Figure 2. Phase diagram of the binary DESs. Note the presence of a deep eutectic point. S and L—solid and liquid phase, α and β—phase names, χ—molar fraction of substance A and B.
However, it has to be highlighted that there is still no clear understanding of how deep the melting point depression must be to define DES—or what should be the melting point of DES. It seems that the most common way of defining it, is by looking at the melting point of the mixture in the operational (applicational) temperature. Some authors assume DESs must be liquid below 100 °C [20]. Other ones state that they must maintain the liquid at room temperature [21]. DESs is also known with melting points as low as −40 °C (glycerine) [22]. However, there is no consensus between the researchers in the field, with more and more questions about the nature of DESs and the understanding of the relationship between their molecular structure and macroscopic properties [23].
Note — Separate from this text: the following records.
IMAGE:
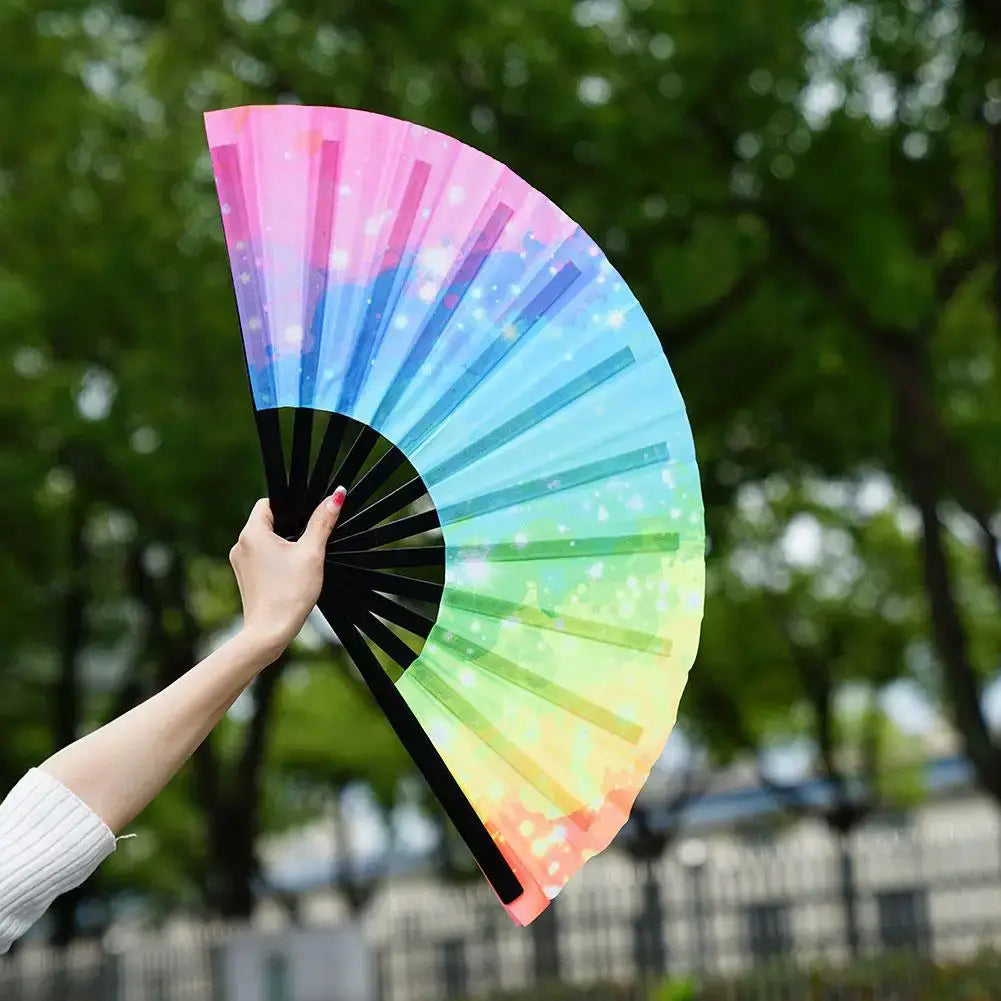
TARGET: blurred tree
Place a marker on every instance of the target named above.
(817, 604)
(804, 194)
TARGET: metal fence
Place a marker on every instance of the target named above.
(726, 920)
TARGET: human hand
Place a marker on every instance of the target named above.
(280, 581)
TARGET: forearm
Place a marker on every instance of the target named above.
(118, 770)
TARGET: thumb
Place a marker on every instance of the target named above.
(323, 519)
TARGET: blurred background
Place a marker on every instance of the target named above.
(806, 196)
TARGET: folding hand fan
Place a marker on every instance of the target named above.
(519, 569)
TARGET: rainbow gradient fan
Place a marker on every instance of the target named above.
(519, 570)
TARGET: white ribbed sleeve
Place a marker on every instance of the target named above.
(50, 842)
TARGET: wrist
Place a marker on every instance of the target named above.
(258, 648)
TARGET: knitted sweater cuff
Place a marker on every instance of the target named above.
(50, 842)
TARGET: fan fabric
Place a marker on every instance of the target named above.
(394, 275)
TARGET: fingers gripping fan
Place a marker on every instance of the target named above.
(519, 569)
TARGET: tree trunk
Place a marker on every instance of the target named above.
(849, 894)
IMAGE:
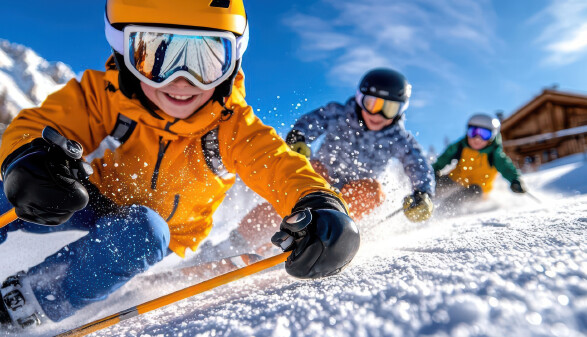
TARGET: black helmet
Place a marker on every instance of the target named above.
(387, 84)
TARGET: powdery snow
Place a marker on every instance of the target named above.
(520, 270)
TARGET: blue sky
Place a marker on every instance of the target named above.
(461, 56)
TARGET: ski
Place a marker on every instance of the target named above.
(177, 296)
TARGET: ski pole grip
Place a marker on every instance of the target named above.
(71, 149)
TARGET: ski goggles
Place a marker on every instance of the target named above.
(157, 55)
(484, 133)
(376, 105)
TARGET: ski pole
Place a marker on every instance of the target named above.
(176, 296)
(533, 197)
(7, 218)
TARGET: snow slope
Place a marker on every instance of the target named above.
(26, 79)
(520, 270)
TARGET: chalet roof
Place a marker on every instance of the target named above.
(547, 95)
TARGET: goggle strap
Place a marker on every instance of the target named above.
(115, 38)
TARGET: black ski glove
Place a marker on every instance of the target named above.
(297, 142)
(418, 206)
(322, 237)
(517, 186)
(41, 179)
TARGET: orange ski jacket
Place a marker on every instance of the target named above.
(166, 164)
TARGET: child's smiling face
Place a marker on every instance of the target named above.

The eutectic point of a DES is directly associated with its structure, which features a highly complex network of hydrogen bonds, resulting in specific physical properties such as low vapor pressure, high viscosity, and usually higher density than water. The direct evidence that the presence of the hydrogen bond lattice is responsible for the observed eutectic point was reported by Stefanovic et al. [24]. The mechanism of the formation of DESs has also been investigated by Araujo et al. on the example of reline, using inelastic neutron scattering [25]. In their study, they found that both choline chloride and urea undergo steric changes. The planar (sp2) structure of urea (in crystal) becomes tetragonal (sp3), and the chloride anion of ChCl is slightly displaced, which decreases the steric hindrance of the torsional movement of methyl groups. These two combined effects lead to the formation of the hydrogen bond lattice in the structure of reline. Therefore, it can be presumed that similar behavior is present in other organic DESs.